Millî Eğitim Bakanlığı (MEB) Özel Eğitim ve Rehberlik Hizmetleri Genel Müdürlüğü, özel gereksinimli bireylerin istihdam ve üretim süreçlerine katılımını artırmak amacıyla yürüttüğü "Özel Eğitimde Mesleki Eğitimin Güçlendirilmesi Projesi" kapsamında kritik bir adımı daha tamamladı. UNICEF iş birliğiyle hayata geçirilen projenin onuncu bölgesel eğitimi, 22-26 Aralık 2025 tarihleri arasında Bursa'da geniş bir katılımla gerçekleştirildi.
Bursa'da düzenlenen ve beş gün süren yoğun programda; özel eğitim meslek liseleri, meslek okulları, mesleki eğitim merkezleri (MESEM) ve mesleki teknik anadolu liselerinde görev yapan 72 kadrolu meslek öğretmeni bir araya geldi. Eğitimlerde, özel eğitim öğrencilerinin atölye ve sınıf ortamındaki bireysel ihtiyaçlarına yönelik öğretim yöntemlerinin uyarlanması ve modern tekniklerin mesleki eğitim süreçlerine entegrasyonu üzerine kapsamlı bir müfredat işlendi.

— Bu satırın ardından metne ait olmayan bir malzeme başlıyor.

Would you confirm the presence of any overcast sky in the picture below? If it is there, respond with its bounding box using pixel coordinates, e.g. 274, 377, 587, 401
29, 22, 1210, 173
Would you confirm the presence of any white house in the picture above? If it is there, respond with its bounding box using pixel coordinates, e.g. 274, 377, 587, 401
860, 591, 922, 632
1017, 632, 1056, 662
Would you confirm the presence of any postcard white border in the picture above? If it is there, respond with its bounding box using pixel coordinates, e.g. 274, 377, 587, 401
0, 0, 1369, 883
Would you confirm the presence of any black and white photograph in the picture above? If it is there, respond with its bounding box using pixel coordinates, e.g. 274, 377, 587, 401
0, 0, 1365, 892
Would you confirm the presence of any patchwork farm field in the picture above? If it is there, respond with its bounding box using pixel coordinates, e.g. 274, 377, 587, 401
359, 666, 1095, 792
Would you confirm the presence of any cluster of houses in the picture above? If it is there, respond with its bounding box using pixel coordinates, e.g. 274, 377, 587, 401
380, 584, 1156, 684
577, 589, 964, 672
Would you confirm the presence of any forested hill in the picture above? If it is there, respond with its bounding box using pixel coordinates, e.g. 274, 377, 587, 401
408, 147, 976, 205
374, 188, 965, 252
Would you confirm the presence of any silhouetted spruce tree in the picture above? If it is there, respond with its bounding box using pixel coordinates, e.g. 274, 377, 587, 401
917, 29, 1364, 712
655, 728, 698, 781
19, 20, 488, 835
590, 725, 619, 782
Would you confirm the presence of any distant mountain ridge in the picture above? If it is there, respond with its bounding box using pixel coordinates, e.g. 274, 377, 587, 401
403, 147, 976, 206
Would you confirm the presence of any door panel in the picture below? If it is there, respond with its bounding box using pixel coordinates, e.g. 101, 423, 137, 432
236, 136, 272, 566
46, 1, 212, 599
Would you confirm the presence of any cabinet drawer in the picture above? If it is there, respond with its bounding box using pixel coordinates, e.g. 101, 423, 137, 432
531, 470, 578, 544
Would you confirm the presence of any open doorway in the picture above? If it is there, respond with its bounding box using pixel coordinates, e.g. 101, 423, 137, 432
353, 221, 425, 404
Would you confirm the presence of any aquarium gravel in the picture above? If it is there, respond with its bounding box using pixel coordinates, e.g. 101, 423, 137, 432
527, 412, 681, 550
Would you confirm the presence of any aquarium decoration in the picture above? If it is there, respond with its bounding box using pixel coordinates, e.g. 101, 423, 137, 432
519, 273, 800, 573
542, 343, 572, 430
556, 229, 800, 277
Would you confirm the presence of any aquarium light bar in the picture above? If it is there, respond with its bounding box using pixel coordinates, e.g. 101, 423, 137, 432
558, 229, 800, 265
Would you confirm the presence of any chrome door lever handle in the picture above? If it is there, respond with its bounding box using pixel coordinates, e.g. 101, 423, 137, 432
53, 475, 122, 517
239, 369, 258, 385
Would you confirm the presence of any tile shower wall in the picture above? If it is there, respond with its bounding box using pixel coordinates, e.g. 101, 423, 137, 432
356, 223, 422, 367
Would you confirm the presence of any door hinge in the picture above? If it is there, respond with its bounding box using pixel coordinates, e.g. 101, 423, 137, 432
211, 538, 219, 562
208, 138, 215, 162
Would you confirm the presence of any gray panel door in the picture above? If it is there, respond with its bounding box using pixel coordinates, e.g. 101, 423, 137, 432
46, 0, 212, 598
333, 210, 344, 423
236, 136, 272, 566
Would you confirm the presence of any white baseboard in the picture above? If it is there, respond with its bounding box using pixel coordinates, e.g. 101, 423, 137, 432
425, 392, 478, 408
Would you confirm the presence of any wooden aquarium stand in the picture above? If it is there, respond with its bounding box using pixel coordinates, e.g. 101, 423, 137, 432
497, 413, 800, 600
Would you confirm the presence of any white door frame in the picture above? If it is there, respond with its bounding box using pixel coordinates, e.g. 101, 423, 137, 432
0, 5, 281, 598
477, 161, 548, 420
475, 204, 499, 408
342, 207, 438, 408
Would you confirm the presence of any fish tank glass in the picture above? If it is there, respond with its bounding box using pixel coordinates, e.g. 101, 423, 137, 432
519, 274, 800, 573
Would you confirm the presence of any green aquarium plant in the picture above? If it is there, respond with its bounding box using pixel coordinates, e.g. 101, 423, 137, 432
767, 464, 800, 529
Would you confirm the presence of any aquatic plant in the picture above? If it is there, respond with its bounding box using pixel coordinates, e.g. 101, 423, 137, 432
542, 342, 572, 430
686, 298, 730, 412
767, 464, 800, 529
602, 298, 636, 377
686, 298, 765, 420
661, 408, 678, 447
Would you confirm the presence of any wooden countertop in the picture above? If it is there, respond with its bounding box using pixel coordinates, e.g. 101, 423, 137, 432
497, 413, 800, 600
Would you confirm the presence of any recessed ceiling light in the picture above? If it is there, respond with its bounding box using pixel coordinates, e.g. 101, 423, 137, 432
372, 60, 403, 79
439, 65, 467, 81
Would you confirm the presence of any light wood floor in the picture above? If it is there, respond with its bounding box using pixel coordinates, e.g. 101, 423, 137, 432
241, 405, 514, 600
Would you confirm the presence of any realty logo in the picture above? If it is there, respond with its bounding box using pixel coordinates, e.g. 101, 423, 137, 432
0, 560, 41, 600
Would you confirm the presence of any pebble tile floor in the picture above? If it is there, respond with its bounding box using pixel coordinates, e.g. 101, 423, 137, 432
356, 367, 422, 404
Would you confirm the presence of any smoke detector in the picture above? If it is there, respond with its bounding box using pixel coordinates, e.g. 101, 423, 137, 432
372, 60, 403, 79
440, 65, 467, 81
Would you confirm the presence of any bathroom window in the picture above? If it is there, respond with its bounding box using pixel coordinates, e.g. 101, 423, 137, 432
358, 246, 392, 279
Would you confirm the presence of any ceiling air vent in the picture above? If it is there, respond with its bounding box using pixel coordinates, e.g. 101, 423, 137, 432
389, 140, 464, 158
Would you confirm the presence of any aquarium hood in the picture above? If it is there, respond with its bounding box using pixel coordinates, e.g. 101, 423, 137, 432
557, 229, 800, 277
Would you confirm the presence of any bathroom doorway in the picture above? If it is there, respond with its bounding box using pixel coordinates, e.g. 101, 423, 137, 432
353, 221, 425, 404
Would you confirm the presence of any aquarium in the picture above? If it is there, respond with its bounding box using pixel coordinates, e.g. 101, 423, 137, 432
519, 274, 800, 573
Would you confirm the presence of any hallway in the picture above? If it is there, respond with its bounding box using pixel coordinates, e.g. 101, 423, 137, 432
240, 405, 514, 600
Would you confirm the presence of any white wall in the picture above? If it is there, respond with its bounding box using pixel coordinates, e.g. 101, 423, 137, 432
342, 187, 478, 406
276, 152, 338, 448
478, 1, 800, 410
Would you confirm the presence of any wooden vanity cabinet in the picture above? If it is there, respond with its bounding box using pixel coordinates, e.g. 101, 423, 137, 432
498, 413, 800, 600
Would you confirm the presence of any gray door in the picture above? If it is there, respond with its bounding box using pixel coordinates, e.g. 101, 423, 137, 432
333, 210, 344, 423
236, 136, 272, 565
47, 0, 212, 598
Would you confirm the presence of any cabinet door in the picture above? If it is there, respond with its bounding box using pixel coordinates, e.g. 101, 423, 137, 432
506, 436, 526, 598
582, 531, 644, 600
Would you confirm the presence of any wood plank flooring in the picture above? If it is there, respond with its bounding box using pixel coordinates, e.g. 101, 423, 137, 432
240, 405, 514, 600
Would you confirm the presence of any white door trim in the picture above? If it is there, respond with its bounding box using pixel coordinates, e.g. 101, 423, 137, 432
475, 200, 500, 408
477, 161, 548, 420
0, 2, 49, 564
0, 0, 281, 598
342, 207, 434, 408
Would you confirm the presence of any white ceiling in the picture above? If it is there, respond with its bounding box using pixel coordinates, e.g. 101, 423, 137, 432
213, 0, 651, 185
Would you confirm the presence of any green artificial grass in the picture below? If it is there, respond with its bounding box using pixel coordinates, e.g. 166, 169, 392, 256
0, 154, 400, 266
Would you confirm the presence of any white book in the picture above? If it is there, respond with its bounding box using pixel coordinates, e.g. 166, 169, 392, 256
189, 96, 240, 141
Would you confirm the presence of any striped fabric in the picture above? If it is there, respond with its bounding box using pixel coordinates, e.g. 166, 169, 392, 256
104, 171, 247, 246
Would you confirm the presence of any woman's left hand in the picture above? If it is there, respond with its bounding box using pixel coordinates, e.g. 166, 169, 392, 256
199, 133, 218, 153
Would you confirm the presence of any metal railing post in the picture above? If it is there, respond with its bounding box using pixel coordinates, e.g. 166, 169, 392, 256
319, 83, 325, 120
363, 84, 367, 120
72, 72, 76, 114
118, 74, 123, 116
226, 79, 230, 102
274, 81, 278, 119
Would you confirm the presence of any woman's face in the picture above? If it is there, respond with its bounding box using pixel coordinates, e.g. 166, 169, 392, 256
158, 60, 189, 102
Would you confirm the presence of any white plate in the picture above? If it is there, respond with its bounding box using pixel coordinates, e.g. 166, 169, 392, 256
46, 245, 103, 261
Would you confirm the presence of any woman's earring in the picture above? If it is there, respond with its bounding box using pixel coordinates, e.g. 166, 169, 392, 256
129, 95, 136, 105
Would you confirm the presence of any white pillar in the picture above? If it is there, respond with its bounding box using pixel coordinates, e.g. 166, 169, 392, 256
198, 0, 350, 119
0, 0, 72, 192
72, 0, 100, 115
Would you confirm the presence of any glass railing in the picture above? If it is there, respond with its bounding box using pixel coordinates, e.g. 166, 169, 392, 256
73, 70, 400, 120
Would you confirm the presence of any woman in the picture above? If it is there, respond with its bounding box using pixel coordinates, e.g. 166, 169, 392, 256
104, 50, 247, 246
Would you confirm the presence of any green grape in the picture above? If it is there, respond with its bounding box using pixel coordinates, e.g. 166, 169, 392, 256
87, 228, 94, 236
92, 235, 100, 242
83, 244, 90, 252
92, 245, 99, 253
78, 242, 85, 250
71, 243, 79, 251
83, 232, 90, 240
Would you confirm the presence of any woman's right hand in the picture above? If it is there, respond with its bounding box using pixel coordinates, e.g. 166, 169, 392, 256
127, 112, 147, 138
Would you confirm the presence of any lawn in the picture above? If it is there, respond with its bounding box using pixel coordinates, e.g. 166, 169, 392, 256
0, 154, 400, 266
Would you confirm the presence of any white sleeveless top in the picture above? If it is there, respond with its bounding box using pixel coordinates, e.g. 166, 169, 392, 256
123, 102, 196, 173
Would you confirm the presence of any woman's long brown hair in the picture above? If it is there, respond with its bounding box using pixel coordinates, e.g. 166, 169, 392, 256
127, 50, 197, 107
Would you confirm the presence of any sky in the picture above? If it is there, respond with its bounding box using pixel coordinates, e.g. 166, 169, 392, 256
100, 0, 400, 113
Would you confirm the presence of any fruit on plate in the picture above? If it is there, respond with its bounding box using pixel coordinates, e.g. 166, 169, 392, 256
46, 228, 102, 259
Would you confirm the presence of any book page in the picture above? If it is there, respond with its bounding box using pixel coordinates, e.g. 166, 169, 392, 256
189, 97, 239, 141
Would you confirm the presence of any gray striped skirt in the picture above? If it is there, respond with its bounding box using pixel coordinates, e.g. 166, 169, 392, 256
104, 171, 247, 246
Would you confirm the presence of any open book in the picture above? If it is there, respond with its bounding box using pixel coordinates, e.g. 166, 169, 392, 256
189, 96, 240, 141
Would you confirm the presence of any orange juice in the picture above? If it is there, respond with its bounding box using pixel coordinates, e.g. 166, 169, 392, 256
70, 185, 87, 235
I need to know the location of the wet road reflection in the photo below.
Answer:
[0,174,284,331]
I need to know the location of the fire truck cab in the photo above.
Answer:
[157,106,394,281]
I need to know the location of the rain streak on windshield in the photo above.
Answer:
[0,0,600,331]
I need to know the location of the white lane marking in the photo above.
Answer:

Eğitimler, alanında uzman akademisyenler tarafından teorik ve pratik modüller halinde sunuldu. Programa akademik vizyonlarıyla;
Ankara Üniversitesi'nden Prof. Dr. Seray Olçay,
Osmangazi Üniversitesi'nden Doç. Dr. Derya Genç Tosun,
Uludağ Üniversitesi'nden Dr. Öğretim Üyesi Ceyda Turhan katkı sağladı.
Açılış törenine MEB Eğitim Politikaları Daire Başkanı Dr. Kader Arkan Sezgin ve Bursa İl Millî Eğitim Müdürü Gürhan Çokgezer katılarak, mesleki eğitimin özel bireylerin toplumsal hayata tutunmasındaki hayati rolüne dikkat çektiler.
Bursa ayağıyla birlikte projenin kapsamı genişlerken, gözler Ocak 2026'da Gaziantep'te yapılacak bir sonraki eğitime çevrildi. Proje sonunda toplam 500 meslek öğretmeni, aldıkları bu nitelikli eğitimi mahalli kurslar aracılığıyla kendi bölgelerindeki meslektaşlarına aktaracak. Bu "çarpan etkisi" modeli sayesinde, özel eğitimde iyi uygulamaların Türkiye genelinde yaygınlaştırılması ve sistemin sürdürülebilir hale getirilmesi planlanıyor.
Bu proje sadece bir öğretmen eğitimi olmanın ötesinde, özel eğitim ihtiyacı olan gençlerin "tüketen" değil "üreten"bireyler olmasını hedefliyor. Mesleki yeterlilik kazanan özel bireylerin istihdam edilebilirliğinin artması, hem toplumsal kapsayıcılığı güçlendiriyor hem de Türkiye'nin mesleki eğitim yapısını daha nitelikli bir zemine taşıyor.